Sen. Maria Cantwell also called for “a thorough and deliberative vetting process” before replacing Kennedy. Any pick would only need a simple majority of votes in the U.S. Senate, following a changing of the rules by GOP leadership that paved the way to Justice Neil Gorsuch’s appointment last year.
“From protecting a woman’s right to choose and the rights of the LGBTQ community to defending labor rights, voting rights and guarding against discrimination in all its forms, Americans’ fundamental rights are at stake,” Cantwell said in a statement. “We cannot afford to rush the confirmation process.”
Jim McDevitt, a former U.S. attorney for Eastern Washington appointed by President George W. Bush, said concerns about hyperpartisanship among those in the running for seats on the nation’s highest court were overblown.
“You don’t get that high up in the judiciary, in the legal field, by being so partisan that your partisan leanings cover everything you do,” McDevitt said.
But McKenna, who was elected twice as the state’s attorney general as a member of the Republican Party, acknowledged that the GOP had an opportunity to shape the judiciary for years with their pick.
“God bless him for deciding to retire now, to give the administration and the Senate a chance to pick another conservative,” McKenna said.
Rooksby, of Gonzaga University, said vetting for political ideology and “grooming” candidates for the Supreme Court is likely here to stay.
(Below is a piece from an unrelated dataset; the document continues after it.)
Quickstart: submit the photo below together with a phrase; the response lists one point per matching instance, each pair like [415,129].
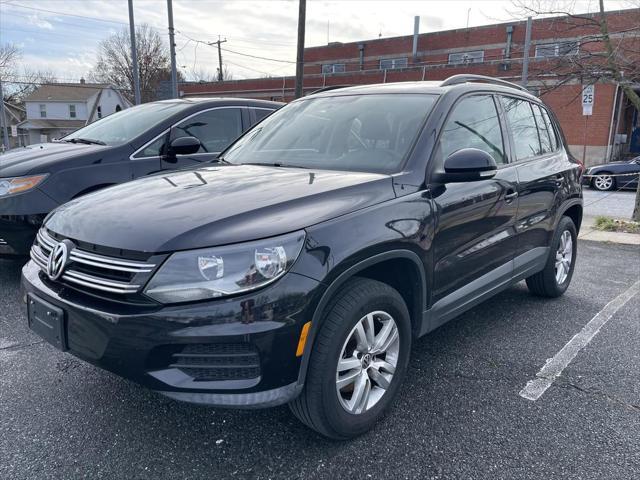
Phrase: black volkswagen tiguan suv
[301,268]
[129,144]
The age of justices like Kennedy and previous swing voter Justice Sandra Day O’Connor, who had political views but who weren’t vocal about them prior to selection to the court, is likely over, he said.
“The folks that are going to be considered, you’re talking of a certain pedigree, a certain background, and then documented opinions as judges on certain issues,” he said.
It’s also unlikely the political battle for control of the court is going to change.
“Unfortunately, I think it’s going to be rancorous,” Rooksby said.